Berapa orang yang takut dan kabur ke negeri orang untuk menghindari jerat hukum? Berapa orang yang berpura-pura sakit dan gila hanya untuk menghindari persidangan? Berapa banyak orang yang menempuh praperadilan atas penetapan tersangkanya karena takut fakta-fakta terbongkar? Berapa terpidana yang mengambil langkah banding karena merasa putusan tidak adil?
Namun dia tidak mengajukan praperadilan, dia tidak pura-pura sakit, dia tidak kabur ke negeri orang, dia tidak sekalipun mangkir selama 22 kali sidang 6 bulan lamanya, dan bahkan dia tidak melakukan langkah banding demi kepentingan bersama, demi warga dan negeri yang dicintainya…
Dia dengan gentle dan ksatria pasang badan menghadapi semua proses hukum. Dia bukan ayam sayur yang takut tajamnya pisau, dia bukan seorang pengecut, yang teriak-teriak dinegeri orang, tetapi kambing congek di negeri sendiri…

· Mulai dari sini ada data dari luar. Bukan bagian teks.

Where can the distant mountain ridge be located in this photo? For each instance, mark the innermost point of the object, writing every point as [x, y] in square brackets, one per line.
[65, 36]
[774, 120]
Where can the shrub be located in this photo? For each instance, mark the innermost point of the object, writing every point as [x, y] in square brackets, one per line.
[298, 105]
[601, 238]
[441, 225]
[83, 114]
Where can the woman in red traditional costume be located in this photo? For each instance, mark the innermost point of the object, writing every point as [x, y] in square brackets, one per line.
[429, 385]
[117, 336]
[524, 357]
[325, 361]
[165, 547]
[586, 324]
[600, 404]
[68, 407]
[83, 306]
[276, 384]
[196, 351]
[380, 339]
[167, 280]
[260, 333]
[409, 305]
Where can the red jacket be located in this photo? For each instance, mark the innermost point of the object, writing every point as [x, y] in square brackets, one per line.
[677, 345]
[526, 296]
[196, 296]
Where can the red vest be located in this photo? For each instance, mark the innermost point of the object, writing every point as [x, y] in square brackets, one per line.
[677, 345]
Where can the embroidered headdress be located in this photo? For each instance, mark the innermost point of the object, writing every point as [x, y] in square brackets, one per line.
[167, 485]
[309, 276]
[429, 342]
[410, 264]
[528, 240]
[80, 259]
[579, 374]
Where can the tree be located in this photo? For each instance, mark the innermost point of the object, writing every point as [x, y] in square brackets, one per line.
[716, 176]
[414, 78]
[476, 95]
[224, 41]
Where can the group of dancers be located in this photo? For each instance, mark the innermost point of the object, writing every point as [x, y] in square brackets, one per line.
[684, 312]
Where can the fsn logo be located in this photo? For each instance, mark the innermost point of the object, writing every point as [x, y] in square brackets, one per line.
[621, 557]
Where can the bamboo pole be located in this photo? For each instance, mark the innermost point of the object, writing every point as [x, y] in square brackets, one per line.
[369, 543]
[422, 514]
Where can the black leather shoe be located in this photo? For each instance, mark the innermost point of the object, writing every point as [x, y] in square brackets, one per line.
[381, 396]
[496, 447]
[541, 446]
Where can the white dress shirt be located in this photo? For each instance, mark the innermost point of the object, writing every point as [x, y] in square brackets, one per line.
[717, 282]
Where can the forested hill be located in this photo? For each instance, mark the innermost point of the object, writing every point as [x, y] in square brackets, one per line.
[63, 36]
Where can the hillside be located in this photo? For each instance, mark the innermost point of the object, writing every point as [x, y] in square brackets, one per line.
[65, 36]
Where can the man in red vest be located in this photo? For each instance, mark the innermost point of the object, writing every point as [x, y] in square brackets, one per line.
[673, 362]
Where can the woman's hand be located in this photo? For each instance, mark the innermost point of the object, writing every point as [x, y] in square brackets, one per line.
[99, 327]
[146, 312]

Hari ini tepat satu tahun yang lalu…
Dia begitu percaya Tuhannya. Berapa banyak orang yang mengaku beragama tetapi tidak memiliki iman kepada Tuhannya. Berapa banyak orang tidak sadar bahwa lari menghindar dari proses hukum sama saja dengan tidak percaya bahwa Tuhan itu adil. Tanpa sadar sebenarnya dia sedang menghina Tuhan.
Sebab jika seseorang tahu bahwa Tuhan adalah maha adil, lalu untuk apa lari dari proses hukum? Hanya berteriak-teriak mengancam-ancam orang yang menghina Tuhannya sedangkan dia sendiri menghina Tuhan dengan meragukan keadilanNya.
Aku melihat dia begitu percaya bahwa Tuhan tidak lepas kendali atas apa yang terjadi dengan dirinya. Dia sadar Tuhan ijinkan semua terjadi dalam hidupnya untuk membentuk dan memurnikan dirinya. Tetaplah kuat, pak! Tuhan mengasihimu…
Karena Ia tahu jalan hidupku, seandainya Ia menguji aku, aku akan timbul seperti EMAS”
Selamat ulang tahun, ketidakadilan!!